16 de octubre 2002 - 00:00

Coimas: Lavagna vinculó a un senador con el lobbysta

El escándalo por el supuesto pedido de coimas de legisladores a banqueros derivó ayer en un imprevisto show de un verborrágico Roberto Lavagna. A instancias de Cristina Fernández de Kirchner, el ministro de Economía visitó la Comisión de Asuntos Constitucionales del Senado, donde se sustancia una investigación casera sobre el affaire denunciado por el «Financial Times», y terminó dando una pista para desentrañar cómo y quiénes manejan las leyes clave en el Senado. Una trama que excede cualquier bluff sobre presuntos sobornos y puede hacer tambalear el verdadero poder senatorial.

Lavagna puso en el ojo de la tormenta al senador pampeano Carlos Verna, dueño de la llave de la Comisión de Presupuesto y Hacienda y viejo amigo de Ricardo Branda, uno de los directores del BCRA más cercanos a Aldo Pignanelli. Vinculó a Verna con el consultor Carlos Bercún, ex nexo entre el Palacio de Hacienda y el Congreso, y asesor de la Asociación de Bancos Argentinos (ABA) y del Banco Central.
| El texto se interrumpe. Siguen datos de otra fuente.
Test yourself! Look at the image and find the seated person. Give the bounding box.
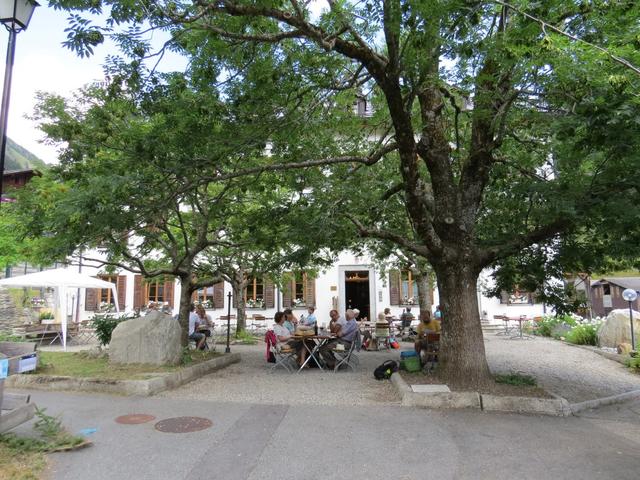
[415,312,441,358]
[282,308,298,335]
[329,310,347,335]
[300,307,318,327]
[400,307,415,334]
[196,303,213,337]
[189,304,207,350]
[320,309,358,369]
[273,312,306,365]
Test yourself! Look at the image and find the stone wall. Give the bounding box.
[0,288,30,332]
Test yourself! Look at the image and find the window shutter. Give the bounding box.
[116,275,127,312]
[264,278,276,308]
[282,277,296,308]
[213,282,224,308]
[389,270,400,305]
[500,290,509,304]
[84,288,100,312]
[133,275,144,309]
[304,274,316,307]
[164,280,176,308]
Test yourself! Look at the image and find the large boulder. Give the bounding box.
[598,309,640,348]
[109,312,182,365]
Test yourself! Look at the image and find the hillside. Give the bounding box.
[4,138,46,171]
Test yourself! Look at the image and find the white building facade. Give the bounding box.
[70,252,546,325]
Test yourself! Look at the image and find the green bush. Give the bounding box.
[495,373,538,387]
[92,314,129,345]
[565,323,598,347]
[535,315,577,337]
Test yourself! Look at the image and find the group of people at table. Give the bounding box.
[273,306,442,369]
[181,304,442,369]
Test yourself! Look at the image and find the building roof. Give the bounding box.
[2,168,42,177]
[591,277,640,291]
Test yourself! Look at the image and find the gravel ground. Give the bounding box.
[159,344,402,406]
[485,334,640,403]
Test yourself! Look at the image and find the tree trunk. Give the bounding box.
[412,270,431,319]
[436,261,493,389]
[231,268,247,336]
[178,275,193,347]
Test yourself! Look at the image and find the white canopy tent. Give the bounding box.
[0,268,120,350]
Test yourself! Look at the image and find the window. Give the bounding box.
[98,275,118,308]
[244,277,264,308]
[400,270,418,305]
[145,281,165,303]
[194,286,213,303]
[500,286,533,305]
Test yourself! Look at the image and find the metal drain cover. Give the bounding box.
[155,417,213,433]
[116,413,156,425]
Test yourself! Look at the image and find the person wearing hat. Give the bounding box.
[320,309,358,370]
[415,312,442,358]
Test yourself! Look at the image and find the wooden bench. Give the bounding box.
[0,342,37,433]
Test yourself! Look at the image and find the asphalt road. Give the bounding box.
[8,385,640,480]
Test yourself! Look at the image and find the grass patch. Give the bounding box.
[0,441,47,480]
[495,373,538,387]
[36,350,218,380]
[0,408,85,480]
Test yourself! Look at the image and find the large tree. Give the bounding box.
[54,0,640,386]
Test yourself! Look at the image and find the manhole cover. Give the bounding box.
[116,413,156,425]
[156,417,213,433]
El testimonio abrió la posibilidad de que Verna comparezca en Asuntos Constitucionales la semana que viene.

Fernández de Kirchner largó el interrogatorio de manera formal y previsible: «Señor ministro, ¿usted conoce a Carlos Bercún?». Obviamente, Lavagna no pudo argüir que nunca se había cruzado con el consultor que estuvo conchavado en su cartera, hasta que su nombre salió al ruedo.

«A Bercún lo conocí el 24 de julio, durante una cena a la que me invitó el senador Verna para hablar de los bonos para ahorristas; ahí Bercún me planteó la preocupación de los bancos», comenzó Lavagna como si estuviera confesando pecados capitales, delante de un tribunal de ética.

• Conexión

«¿Y dónde se hizo esa cena?», repreguntó la maestra de ceremonias. « Creo que en la calle Hipólito Yrigoyen al 1500...», pareció dudar. «¿Pero ahí no está la consultora de Bercún?», avanzó la señora de Kirchner. « Ah, la verdad que no sabía», trató de aclarar el funcionario.
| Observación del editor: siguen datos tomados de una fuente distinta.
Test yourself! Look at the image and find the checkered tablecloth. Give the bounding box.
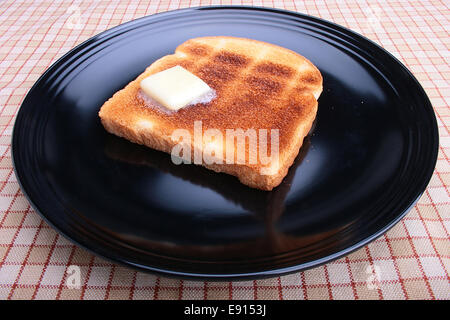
[0,0,450,299]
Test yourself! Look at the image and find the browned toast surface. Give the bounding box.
[99,37,322,190]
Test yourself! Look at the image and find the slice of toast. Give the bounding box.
[99,36,322,190]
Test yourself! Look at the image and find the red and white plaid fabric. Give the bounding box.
[0,0,450,299]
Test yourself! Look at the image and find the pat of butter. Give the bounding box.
[141,66,211,110]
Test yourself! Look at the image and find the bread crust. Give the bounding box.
[99,36,322,190]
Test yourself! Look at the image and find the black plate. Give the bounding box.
[12,7,438,279]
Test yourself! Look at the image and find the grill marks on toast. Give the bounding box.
[99,37,322,190]
[172,41,312,138]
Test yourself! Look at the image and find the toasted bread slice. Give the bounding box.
[99,36,322,190]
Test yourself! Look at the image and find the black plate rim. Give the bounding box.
[11,5,439,281]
Luego, intentó fundamentar su afirmación. «
Es que el encuentro -siguió Lavagna-lo armaron Verna y el diputado Alberto Coto, que me ayuda sin cobrar un peso a estar conectado con el Congreso. Desde que se disolvió la Secretaría de Relaciones Institucionales de Economía, necesitábamos a alguien como Coto que cola-borara en esa área, desintere sadamente», admitió.

Estuvo a punto de trastabillar cuando recordó que «
a Bercún le renovaron el contrato en abril, antes de que yo llegara al ministerio». La senadora Malvina Seguí aseguró que «tengo papeles que demuestran que Bercún fue confirmado como asesor en junio». « Es que en esa fecha entró en vigencia la resolución de abril, no se equivoque», se defendió el ministro.

La ronda de testigos en Asuntos Constitucionales se inició ayer con la presencia de
Juan José Zanola, principal beneficiario de la ley de la polémica porque le habilitaba $ 350 millones para la «caja» del sindicato bancario, gracias a 2% de aportes sobre intereses financieros. El gremialista consiguió una tribuna pasiva que le permitió afirmar que los rumores sobre un pedido de coimas estaban destinados a « desacreditar al Senado y evitar que el proyecto se convierta en ley» en Diputados.

Sólo la catamarqueña
Marita Colombo (Frente Cívico) se animó a romper la decepcionante monotonía y contradijo a Zanola, después de que éste sostuvo que el trámite senatorial de la iniciativa había sido «normal». « El director de comisiones me reconoció por escrito que el proyecto sólo fue girado a la Comisión de Trabajo y Previsión Social (de Luis Barrionuevo) y que nunca figuró en el temario de esa dependencia», subrayó Colombo. « Es decir que no se debatió en el recinto y tampoco en comisión», concluyó.